2014: The Year of Privilege Vulnerabilities
Following is an excerpt from BeyondTrust CTO Marc Maiffret’s article, “2014: The Year of Privilege Vulnerabilities” published by Dark Reading on December 16, 2014.
Of the 30 critical-rated Microsoft Security Bulletins this year, 24 involved vulnerabilities where the age-old best practice of “least privilege” could limit the impact of malware and raise the bar of difficulty for attackers.
The Target breach in late 2013 and the recent Sony Pictures breach are bookends to a year that saw numerous examples of attackers crossing the bounds between areas normally protected by traditional IT operations and security teams. One pattern in particular seemed particularly prevalent: Attackers leveraged initial vulnerabilities and weaknesses to gain a foothold on the target organization’s internal network and furthered their access by taking advantage of privileged accounts and passwords.

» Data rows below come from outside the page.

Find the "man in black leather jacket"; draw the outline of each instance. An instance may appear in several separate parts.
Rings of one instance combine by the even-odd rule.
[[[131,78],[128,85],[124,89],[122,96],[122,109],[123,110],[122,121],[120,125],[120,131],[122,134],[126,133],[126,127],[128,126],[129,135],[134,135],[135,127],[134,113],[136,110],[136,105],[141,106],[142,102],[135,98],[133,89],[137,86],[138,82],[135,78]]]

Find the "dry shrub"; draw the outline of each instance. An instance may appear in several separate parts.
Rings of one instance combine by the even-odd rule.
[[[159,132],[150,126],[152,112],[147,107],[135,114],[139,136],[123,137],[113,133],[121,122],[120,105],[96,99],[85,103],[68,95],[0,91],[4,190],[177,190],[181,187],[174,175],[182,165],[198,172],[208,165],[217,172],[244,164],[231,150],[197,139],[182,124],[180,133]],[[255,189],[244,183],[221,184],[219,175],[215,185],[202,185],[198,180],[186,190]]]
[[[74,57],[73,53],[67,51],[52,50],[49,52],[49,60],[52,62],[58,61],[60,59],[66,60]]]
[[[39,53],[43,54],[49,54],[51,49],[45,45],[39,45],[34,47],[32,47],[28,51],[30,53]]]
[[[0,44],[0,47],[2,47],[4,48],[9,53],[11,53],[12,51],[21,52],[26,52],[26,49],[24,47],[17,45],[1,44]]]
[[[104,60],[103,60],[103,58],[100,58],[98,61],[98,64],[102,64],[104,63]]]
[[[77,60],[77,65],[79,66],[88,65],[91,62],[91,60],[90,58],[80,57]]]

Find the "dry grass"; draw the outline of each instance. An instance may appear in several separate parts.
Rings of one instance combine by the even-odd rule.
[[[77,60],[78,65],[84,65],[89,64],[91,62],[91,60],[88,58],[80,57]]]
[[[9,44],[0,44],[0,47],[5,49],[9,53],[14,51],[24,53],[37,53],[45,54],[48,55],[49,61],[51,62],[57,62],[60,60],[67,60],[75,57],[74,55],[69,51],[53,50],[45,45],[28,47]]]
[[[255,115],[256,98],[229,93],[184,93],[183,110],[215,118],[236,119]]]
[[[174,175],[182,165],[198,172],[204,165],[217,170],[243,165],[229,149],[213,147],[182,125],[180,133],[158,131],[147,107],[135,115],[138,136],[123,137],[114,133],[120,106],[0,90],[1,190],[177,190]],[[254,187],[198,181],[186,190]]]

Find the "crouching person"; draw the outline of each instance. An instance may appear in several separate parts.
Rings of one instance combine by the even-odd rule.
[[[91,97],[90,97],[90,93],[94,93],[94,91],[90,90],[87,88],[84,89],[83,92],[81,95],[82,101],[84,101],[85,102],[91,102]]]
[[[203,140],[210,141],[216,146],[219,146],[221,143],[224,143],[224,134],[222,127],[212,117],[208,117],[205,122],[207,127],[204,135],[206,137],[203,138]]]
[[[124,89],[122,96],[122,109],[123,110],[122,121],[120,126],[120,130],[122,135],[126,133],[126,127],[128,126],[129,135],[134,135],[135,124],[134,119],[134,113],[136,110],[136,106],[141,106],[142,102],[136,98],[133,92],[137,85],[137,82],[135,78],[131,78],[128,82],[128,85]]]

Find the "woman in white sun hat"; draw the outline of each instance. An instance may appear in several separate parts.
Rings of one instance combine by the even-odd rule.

Most IT security professionals are quick to agree that allowing users to run with Administrator-level privileges is an extremely bad idea, especially as you flatten any security barriers the underlying operating system might offer. The most common example is in Microsoft Windows environments where each employee’s Active Directory accounts are added to the local computer’s Administrators group. Even though this is understood to be an unhealthy security practice, it continues to persist — not only in small, underfunded companies, but also in large, established enterprises.